Limiting Concurrency in Go

July 10, 2016

Writing multithreaded, concurrent code in go is incredibly easy due to the go keyword and how lightweight goroutines are. Goroutines, channels and the sync and sync/atomic packages provide a lot of the common functionality for writing multithreaded programs and synchronizing between threads. One common issue that eventually comes up is limiting concurrency.

A common use of multithreading is to concurrently make multiple requests over the network and without some limit on the number of requests you’ll quickly run out of resources like available local TCP ports which will result in EADDRNOTAVAIL or a too many open files error from trying to open a socket.

package main

import (
   "net/http"
   "sync"
)

func main() {
   var wg sync.WaitGroup
   for i := 0; i < 10000; i++ {
   	wg.Add(1)
   	go func() {
   		defer wg.Done()
   		_, err := http.Get("http://www.google.com")
   		if err != nil {
   			panic(err)
   		}
   	}()
   }
   wg.Wait()
}

The typical solution to this problem is to use a semaphore to limit access to a resource, but the go standard library doesn’t have a semaphore implementation. One way to implement a semaphore is with jmoiron’s semaphore pattern. Which would look like

func main() {
	var empty struct{}
	concurrency := 5
	semaphore := make(chan struct{}, concurrency)
	for i := 0; i < 10000; i++ {
		semaphore <- empty
		go func() {
			defer func() {
				<-semaphore
			}()
			_, err := http.Get("http://www.google.com")
			if err != nil {
				panic(err)
			}
		}()
	}

	for i := 0; i < cap(semaphore); i++ {
		semaphore <- empty
	}
}

That pattern could be wrapped up into a type with an interface similar to sync.WaitGroup’s Add(int) and Done(). The golang/x/sync package also provides a slightly different implementation with a similar API Acquire(context.Context, int64) error, Release(int64).

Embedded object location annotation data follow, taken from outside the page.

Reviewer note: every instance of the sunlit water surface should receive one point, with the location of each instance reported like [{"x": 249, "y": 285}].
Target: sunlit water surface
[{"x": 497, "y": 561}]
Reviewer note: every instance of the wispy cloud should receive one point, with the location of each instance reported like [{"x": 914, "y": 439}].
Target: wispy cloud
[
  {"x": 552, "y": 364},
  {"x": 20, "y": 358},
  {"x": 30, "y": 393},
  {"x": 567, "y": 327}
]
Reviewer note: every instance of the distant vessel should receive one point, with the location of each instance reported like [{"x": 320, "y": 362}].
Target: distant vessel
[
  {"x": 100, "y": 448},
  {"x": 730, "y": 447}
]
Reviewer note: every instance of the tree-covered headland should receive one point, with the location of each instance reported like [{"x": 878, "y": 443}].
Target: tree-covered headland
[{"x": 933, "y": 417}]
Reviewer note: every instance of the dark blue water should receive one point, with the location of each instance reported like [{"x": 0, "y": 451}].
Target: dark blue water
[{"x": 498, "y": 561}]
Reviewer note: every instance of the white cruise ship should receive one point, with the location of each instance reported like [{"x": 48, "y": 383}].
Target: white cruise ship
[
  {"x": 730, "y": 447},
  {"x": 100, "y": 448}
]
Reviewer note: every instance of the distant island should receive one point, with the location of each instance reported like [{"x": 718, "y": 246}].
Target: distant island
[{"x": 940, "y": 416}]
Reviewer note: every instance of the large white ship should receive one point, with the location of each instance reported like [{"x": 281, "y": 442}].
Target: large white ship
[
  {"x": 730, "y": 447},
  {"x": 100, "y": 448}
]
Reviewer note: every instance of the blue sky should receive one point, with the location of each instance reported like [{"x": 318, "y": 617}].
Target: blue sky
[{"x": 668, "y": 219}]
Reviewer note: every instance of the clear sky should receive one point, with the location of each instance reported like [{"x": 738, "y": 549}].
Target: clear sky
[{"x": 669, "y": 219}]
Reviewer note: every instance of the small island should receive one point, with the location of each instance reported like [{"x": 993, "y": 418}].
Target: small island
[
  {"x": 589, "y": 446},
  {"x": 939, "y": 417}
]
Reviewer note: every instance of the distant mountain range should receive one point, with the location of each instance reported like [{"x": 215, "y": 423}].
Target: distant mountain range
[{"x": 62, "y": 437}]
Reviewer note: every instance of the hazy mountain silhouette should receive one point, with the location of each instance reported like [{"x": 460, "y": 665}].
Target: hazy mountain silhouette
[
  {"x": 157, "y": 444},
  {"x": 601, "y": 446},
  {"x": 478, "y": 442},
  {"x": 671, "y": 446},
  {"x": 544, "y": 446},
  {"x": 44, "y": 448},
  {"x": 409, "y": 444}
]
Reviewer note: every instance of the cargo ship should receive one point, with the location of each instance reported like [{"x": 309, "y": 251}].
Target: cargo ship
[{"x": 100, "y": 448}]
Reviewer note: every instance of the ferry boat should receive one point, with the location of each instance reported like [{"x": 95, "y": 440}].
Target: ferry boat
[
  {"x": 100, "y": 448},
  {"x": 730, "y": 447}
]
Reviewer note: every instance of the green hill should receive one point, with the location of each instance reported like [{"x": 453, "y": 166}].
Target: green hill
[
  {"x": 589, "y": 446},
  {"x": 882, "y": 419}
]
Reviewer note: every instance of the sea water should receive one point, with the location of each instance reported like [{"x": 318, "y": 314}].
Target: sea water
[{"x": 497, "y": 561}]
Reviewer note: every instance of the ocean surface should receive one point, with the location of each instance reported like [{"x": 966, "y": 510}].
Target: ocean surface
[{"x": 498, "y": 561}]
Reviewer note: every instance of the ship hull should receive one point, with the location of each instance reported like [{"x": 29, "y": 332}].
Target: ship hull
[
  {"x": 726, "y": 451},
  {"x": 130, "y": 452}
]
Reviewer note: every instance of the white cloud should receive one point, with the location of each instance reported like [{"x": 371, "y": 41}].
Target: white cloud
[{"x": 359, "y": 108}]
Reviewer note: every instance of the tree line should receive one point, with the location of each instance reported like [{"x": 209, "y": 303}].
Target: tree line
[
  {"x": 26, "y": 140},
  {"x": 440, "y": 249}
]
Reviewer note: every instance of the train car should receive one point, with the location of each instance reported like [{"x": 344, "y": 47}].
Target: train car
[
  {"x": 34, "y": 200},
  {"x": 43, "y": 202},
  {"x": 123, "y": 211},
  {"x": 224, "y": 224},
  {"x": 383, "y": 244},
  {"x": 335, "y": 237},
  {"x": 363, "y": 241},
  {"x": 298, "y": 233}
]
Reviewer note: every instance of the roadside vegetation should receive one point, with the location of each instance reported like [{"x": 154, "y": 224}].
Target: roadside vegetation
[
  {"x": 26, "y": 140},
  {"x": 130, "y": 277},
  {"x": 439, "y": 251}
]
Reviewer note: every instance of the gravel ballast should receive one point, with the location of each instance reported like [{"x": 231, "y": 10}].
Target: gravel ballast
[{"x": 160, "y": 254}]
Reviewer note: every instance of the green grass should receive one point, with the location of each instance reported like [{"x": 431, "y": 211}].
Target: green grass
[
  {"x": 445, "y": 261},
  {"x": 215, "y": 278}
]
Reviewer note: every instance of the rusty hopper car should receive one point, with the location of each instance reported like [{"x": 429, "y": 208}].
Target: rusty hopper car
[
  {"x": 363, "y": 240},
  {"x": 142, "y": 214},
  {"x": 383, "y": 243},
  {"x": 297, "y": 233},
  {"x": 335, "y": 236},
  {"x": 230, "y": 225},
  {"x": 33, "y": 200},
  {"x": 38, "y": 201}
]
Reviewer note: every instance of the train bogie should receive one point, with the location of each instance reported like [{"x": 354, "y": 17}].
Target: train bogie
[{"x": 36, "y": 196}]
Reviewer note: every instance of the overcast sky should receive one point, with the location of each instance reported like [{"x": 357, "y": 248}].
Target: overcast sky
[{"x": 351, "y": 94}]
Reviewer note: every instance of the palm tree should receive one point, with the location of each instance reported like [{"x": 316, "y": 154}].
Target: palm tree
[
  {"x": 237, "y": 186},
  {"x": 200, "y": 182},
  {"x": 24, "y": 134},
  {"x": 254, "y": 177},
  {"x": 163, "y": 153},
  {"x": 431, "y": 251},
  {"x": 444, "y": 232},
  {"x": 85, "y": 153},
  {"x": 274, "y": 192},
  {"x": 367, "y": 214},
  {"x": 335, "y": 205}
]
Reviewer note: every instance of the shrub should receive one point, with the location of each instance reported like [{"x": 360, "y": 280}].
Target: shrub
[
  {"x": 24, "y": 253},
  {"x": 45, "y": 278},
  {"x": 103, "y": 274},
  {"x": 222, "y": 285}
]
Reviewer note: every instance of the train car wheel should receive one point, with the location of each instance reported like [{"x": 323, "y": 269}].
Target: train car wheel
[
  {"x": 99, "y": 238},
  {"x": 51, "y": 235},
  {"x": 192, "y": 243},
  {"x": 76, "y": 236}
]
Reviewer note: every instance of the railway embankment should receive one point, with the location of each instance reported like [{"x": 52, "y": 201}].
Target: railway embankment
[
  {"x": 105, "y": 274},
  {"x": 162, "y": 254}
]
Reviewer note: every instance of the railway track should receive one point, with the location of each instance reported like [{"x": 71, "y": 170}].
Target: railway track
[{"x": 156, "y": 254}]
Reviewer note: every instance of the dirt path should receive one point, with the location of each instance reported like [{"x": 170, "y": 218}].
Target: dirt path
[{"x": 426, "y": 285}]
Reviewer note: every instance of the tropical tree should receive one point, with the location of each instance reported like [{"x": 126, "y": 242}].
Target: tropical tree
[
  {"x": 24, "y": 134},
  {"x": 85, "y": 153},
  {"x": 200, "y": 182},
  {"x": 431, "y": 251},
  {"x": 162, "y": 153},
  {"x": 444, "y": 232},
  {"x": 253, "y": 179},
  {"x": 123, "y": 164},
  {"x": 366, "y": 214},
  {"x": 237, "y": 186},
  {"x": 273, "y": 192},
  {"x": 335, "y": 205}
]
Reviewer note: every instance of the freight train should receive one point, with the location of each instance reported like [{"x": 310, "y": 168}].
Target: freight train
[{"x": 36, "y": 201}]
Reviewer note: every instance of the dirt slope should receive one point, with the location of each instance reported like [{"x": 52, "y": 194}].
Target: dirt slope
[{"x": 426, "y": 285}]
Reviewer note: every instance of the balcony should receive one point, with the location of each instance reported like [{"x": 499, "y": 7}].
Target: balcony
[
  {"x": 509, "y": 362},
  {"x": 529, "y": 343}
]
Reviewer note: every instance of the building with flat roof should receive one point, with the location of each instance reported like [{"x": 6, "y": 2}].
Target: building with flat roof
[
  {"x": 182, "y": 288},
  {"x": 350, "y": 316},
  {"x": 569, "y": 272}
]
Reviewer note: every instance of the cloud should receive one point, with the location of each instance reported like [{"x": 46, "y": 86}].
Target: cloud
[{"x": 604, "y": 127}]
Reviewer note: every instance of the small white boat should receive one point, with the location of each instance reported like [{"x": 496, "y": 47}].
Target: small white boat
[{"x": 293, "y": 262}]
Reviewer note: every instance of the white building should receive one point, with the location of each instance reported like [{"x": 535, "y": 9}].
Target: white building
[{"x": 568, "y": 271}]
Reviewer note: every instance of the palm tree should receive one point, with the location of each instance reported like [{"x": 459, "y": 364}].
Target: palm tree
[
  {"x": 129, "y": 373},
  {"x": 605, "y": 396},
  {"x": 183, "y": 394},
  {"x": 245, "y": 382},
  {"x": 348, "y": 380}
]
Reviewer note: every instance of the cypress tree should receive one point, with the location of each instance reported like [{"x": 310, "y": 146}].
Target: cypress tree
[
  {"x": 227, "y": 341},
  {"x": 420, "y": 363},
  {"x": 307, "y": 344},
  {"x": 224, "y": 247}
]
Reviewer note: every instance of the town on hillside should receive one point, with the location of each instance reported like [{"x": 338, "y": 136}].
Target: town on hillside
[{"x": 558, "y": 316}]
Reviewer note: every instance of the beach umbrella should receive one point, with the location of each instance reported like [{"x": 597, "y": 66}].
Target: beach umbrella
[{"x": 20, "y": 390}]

Another approach to limiting concurrency is the worker pool pattern. That pattern can be altered slightly to return errors as well. The following code shows what that looks like. Also note that this could be generalized further as the task url field could be a generic func() or func() error to be able to use this worker pool for different tasks.

type task struct {
	url string
	err chan error
}

type pool struct {
	tasks chan task
}

func (p pool) worker() {
	for task := range p.tasks {
		_, err := http.Get(task.url)
		if err != nil {
			task.err <- err
		}
		close(task.err)
	}
}

func (p pool) get(url string) error {
	task := task{url: url, err: make(chan error)}
	p.tasks <- task
	return <-task.err
}

func main() {
	concurrency := 5
	p := pool{tasks: make(chan task, concurrency)}

	for i := 0; i < concurrency; i++ {
		go p.worker()
	}

	var wg sync.WaitGroup
	for i := 0; i < 10000; i++ {
		wg.Add(1)
		go func() {
			defer wg.Done()
			if err := p.get("http://wwww.google.com"); err != nil {
				panic(err)
			}
		}()
	}
        wg.Wait()
        close(p.tasks)
}